QBE returns to profit in 2018 due to fall in cat claims and cost-cutting

Australia-based QBE Insurance Group returned to profit last year helped by "significantly reduced  catastrophe claims", after an extreme 2017, and a robust  cost-cutting programme.

QBE reported full year 2018 net profit after tax of $390 million, representing a big turnaround on the substantial loss ( $1.25 billion net loss) it made in the same period a year earlier. The cash profit after tax was $715 million.

The company's CEO Pat Regan said: “The actions we have taken to simplify the group, implement a rigorous performance management framework and upgrade core capabilities in pricing, risk selection and claims management delivered meaningful improvement in the underlying quality of our business and our financial performance in 2018.

"The group’s improved 2018 financial performance reflected significantly improved attritional claims experience across all divisions coupled with a reduced level of catastrophe claims. This was partly offset by a lower net investment yield which was adversely impacted by market volatility in the final quarter," Regan added.
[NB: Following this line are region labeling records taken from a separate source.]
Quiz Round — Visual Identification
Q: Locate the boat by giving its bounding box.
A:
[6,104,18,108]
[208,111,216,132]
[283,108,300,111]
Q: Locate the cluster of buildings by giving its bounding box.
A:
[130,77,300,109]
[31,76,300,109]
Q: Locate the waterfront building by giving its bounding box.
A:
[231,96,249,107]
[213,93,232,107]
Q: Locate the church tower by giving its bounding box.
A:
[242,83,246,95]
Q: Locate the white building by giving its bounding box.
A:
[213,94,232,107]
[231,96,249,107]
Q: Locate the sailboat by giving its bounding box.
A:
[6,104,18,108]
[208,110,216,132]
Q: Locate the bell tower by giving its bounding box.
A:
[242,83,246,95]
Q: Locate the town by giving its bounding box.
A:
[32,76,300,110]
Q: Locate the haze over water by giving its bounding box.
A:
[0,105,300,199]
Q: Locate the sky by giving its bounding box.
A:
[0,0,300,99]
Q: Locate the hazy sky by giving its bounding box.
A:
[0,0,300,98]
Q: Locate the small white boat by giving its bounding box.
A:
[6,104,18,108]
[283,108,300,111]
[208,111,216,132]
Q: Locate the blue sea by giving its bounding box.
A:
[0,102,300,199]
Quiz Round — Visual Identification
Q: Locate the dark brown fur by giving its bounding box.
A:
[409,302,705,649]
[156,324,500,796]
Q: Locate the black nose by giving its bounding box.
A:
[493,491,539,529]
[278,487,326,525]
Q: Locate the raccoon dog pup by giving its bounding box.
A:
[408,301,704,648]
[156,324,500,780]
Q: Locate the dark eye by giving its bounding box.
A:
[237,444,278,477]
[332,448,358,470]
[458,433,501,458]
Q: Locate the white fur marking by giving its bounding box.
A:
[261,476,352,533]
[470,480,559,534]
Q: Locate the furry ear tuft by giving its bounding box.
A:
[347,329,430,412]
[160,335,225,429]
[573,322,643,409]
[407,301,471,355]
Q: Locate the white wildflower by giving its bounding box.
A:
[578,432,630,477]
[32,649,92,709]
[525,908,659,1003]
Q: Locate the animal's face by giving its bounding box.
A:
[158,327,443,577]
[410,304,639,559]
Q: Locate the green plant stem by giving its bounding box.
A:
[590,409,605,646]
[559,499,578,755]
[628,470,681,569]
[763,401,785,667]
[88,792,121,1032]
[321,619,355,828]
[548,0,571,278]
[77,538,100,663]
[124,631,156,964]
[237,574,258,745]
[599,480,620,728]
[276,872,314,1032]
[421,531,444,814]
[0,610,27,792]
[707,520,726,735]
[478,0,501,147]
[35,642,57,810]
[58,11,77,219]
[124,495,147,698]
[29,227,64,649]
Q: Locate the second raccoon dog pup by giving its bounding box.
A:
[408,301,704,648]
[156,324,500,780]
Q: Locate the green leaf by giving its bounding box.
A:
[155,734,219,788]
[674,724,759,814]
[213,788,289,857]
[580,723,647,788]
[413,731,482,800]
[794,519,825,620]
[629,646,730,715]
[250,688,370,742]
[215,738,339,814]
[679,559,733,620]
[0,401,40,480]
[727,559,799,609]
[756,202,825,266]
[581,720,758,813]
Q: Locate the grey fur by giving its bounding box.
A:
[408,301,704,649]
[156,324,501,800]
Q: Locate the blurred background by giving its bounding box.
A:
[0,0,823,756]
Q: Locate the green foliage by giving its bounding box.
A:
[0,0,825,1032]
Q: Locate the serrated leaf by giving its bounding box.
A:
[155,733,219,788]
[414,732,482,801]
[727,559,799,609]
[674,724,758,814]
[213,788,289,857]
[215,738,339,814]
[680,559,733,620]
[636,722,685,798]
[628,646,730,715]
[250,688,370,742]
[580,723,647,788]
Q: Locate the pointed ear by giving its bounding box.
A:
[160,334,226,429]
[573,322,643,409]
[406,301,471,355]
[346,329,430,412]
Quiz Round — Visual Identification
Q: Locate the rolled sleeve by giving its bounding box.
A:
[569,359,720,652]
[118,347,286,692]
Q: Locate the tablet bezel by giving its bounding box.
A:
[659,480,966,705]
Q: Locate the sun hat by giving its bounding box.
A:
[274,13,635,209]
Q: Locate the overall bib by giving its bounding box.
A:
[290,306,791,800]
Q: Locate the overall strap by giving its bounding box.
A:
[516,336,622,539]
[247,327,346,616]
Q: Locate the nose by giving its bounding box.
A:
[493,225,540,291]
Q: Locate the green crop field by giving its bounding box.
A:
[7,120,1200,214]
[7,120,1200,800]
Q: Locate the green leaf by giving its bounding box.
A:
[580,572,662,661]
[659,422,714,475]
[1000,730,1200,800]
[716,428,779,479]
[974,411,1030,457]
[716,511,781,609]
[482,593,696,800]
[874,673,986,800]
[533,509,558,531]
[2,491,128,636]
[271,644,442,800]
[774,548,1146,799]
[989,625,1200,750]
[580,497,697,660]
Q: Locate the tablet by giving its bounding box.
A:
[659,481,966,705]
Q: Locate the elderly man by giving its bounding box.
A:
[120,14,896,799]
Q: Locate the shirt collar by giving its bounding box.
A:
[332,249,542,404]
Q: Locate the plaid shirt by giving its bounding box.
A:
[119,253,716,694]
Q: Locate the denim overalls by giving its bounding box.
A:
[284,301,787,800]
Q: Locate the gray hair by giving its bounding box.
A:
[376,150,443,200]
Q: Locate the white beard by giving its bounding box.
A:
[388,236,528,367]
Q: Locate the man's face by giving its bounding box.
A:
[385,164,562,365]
The group reported a 2018 year-end combined operating ratio of 95.7 percent in line with its target range, and an improvement from 103.9 percent in 2017.

Its gross written premiums rose to $13.66 billion, compared with $13.33 billion a year ago.

QBE said the uplift in profitability was also achieved as a result of cost savings from efficiency initiatives that were achieved across all divisions, partly offset by the group’s investment in a number of strategic initiatives during the year.

In 2018, the group disposed of its operations in Argentina, Brazil, Ecuador, Mexico and Thailand and sold renewal rights to the personal lines independent agent business in North American operations. The company also unveiled plans to consolidate its Asian and European operations into a "large and better resourced" international division.

During 2019, the group expects to complete the disposal of operations in Colombia, Puerto Rico, Indonesia and the Philippines, as well as the remaining personal lines business in North American operations and the travel business in Australian and New Zealand operations.

“I am pleased with the progress made against our objectives in 2018," Regan said. "Significant portfolio rationalisation and simplification, successful placement of the restructured 2019 reinsurance program, divisional consolidation and initiation of a three-year operational efficiency program position us well to deliver further value for our shareholders in 2019.”